William Kentridge loves to bake. When his children were little, he often made their birthday cakes: a giraffe with a patchwork ochre coat, a pirate chest full of gold coins. Baking, with its careful weighing, its set oven temperatures and precise cooking times, is sponge-engineering, which may be why it appeals to him. It’s so very different from the spiralling gyre of art-making that has filled his normal working day for the past half-century.
Three years ago, shortly before he was due to gather together the cast of his latest theatre project for the first time, the only certainties in Kentridge’s mind were that the work would feature a chorus of seven women and the figure of death, and that it would be called The Great Yes, The Great No, from a poem by the Greek master Constantine Cavafy. Not until he reread an article by a friend about the last ship to leave Marseille, the only major port to remain free after the fall of France during the Second World War, did Kentridge begin to see how the piece might take shape.
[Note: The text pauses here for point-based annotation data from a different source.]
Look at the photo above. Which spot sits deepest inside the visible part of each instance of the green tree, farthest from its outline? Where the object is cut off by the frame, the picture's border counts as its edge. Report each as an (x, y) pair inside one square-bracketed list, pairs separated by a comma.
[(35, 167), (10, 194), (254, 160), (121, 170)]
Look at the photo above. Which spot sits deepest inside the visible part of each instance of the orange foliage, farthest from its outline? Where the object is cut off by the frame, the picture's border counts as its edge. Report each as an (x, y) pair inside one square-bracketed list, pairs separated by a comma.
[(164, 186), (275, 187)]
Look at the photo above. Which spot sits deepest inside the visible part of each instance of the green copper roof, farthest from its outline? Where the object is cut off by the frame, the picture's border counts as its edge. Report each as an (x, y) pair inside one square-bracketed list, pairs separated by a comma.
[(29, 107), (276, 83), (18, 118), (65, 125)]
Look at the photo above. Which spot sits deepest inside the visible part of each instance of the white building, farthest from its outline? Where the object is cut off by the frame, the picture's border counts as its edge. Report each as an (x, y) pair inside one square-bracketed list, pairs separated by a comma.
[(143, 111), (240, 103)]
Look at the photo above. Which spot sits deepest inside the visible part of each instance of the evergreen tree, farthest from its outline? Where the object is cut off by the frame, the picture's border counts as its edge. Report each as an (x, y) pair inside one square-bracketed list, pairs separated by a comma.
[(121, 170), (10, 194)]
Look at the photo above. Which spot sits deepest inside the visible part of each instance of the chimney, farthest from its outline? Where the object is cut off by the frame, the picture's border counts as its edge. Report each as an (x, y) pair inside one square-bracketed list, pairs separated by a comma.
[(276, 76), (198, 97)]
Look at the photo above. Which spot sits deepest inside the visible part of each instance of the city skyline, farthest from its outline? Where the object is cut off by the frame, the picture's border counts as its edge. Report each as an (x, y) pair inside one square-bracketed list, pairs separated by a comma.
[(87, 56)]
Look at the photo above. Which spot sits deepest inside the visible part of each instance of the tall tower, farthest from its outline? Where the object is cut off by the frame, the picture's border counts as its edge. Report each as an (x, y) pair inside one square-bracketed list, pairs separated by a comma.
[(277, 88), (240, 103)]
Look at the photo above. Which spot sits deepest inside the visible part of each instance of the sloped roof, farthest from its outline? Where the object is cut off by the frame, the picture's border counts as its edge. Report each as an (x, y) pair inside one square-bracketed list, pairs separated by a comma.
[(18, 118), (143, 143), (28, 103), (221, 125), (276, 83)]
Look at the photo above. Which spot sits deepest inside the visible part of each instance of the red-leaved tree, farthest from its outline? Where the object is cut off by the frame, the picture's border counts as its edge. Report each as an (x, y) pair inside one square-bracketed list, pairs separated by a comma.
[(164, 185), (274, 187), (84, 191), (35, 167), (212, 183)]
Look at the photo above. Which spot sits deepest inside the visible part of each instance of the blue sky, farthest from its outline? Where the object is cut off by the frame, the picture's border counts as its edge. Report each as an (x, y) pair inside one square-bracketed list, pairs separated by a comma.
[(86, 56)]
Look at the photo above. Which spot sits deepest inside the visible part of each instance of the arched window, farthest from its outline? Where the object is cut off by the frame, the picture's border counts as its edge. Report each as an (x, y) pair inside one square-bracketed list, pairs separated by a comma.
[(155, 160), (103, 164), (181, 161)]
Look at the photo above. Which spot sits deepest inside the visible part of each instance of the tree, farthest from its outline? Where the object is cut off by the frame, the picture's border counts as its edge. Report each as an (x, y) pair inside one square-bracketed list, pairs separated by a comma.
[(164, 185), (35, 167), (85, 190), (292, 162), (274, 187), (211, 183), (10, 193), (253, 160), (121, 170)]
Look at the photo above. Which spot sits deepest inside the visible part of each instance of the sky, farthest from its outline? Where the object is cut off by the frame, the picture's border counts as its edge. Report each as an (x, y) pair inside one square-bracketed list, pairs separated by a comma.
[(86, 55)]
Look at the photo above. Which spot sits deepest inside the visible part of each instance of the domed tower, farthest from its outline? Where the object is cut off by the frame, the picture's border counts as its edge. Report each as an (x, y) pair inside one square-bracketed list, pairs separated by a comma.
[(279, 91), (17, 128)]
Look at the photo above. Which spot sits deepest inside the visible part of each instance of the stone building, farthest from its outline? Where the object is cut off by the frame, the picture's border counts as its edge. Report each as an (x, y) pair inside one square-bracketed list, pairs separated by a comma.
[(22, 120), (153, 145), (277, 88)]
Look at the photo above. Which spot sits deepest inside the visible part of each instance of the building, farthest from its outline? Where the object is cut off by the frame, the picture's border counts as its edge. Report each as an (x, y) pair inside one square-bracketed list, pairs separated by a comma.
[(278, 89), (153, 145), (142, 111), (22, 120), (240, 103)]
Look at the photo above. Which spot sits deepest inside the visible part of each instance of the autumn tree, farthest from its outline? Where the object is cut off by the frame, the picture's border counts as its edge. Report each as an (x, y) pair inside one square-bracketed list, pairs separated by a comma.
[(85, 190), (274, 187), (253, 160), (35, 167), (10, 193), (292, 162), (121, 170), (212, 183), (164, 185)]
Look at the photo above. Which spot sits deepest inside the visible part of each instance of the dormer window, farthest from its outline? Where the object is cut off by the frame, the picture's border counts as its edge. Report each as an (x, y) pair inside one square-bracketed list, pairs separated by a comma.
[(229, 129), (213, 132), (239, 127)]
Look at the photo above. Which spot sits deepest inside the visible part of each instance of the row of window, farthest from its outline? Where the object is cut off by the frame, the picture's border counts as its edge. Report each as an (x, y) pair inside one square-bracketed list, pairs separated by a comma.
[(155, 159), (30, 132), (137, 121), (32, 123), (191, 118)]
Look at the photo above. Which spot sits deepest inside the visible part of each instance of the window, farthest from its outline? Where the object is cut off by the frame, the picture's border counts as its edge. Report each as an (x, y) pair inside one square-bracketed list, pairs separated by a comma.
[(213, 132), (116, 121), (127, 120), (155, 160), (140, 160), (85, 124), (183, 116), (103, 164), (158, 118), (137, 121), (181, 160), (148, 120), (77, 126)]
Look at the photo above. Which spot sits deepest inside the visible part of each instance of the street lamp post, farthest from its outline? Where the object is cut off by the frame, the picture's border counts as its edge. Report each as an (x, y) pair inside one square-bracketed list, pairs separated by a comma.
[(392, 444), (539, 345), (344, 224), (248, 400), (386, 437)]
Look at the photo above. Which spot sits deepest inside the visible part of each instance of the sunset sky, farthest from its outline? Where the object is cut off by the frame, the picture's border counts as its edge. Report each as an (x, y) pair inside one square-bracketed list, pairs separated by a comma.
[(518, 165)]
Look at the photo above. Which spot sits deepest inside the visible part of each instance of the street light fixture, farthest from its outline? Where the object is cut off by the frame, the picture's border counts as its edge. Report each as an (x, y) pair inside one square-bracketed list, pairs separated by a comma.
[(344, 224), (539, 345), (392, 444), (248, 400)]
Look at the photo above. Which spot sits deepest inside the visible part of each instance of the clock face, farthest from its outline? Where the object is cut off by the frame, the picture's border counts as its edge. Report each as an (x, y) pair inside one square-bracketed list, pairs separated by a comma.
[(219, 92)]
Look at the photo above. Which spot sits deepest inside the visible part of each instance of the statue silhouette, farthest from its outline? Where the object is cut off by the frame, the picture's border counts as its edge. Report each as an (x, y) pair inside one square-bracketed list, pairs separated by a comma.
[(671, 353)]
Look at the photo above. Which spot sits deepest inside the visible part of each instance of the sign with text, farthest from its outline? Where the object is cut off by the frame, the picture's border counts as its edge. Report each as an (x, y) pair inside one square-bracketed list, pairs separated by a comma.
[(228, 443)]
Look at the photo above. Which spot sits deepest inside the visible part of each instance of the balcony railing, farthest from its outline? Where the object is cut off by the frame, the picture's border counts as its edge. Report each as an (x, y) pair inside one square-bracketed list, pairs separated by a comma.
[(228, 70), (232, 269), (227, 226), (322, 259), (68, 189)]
The Capitaine Paul-Lemerle was a converted cargo vessel that had seen better days. It was commandeered in Marseille in early 1941 by a young American, using funds raised in New York by Albert Einstein and Peggy Guggenheim, to help carry refugees to safety. “The Germans had invaded and conquered France,” Kentridge told me earlier this year during a break in rehearsals. “And so there were many refugees trying to flee France from the Nazis. It’s communists, it’s homosexuals, it’s artists, it’s Jews. It’s many people trying to leave across the Atlantic Ocean.”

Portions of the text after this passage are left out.